I don’t believe he was concerned with that. Not according to the info I’ve seen. Looking into where students of color are being failed by the system shouldn’t have anything at all to do with matching race to IQ. Unacceptable premise.

#earlyscientistsbotchingscientificmethod
#itsakid

It doesn’t say what conclusions were drawn. I see an inference of intent.

If you taught High School Trout Fishing and the School’s star quarterback dynamited a lake for his final fishing vlog, give him a good grade after you just spent 2 weeks going over various trout rods and techniques and pros and cons of various lures and so on?

…because there are two things which may be happening but no way, on the surface of things anyway, to know which is playing how much of a roll. Some people simply are inherently more capable intellectually, and…IQ tests also favor those with more book lernin.

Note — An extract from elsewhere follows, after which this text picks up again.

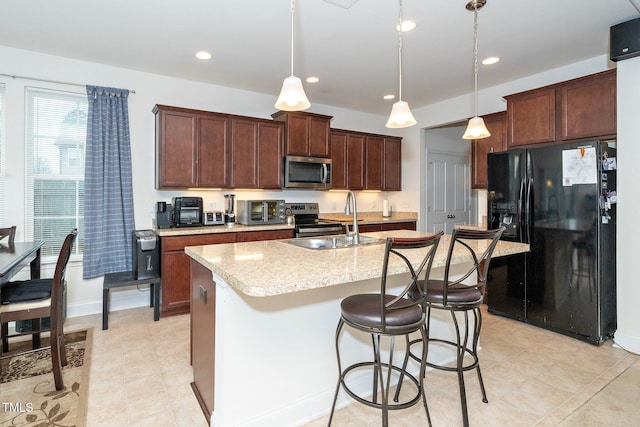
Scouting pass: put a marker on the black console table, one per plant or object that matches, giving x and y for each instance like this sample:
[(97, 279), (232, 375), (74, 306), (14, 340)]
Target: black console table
[(126, 278)]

Did you teach him that’s how you fish?

Or online IQ tests are generally stupid and meaningless :slight_smile:

The project that started the controversy was titled “Race and IQ.” It raised the hypothesis: “If the average IQs of blacks, Southeast Asians, and Hispanics are lower than the average IQs of non-Hispanic whites and Northeast Asians, then the racial disproportionality in (HISP) is justified.”

The controversial project also included a bibliography and quotes from five books, one a text from 1904 called “The Essential Kafir” that argued South African blacks were intellectually inferior to whites. The term “kaffir” has since evolved into a racial slur in South Africa, where it is sometimes referred to as the “k-word.”

I’m still going with "The little prick.:

http://www.sacbee.com/news/local/article199440204.html

Okay and what if after testing the HYPOTHESIS the kid discovered there was no correlation and it’s not justified? Would that have been ok or should kids not ask, test, challenge and explore?

Isn’t that exactly what you want from a student or are they only allowed to test approved subjects in rigorously defined ways?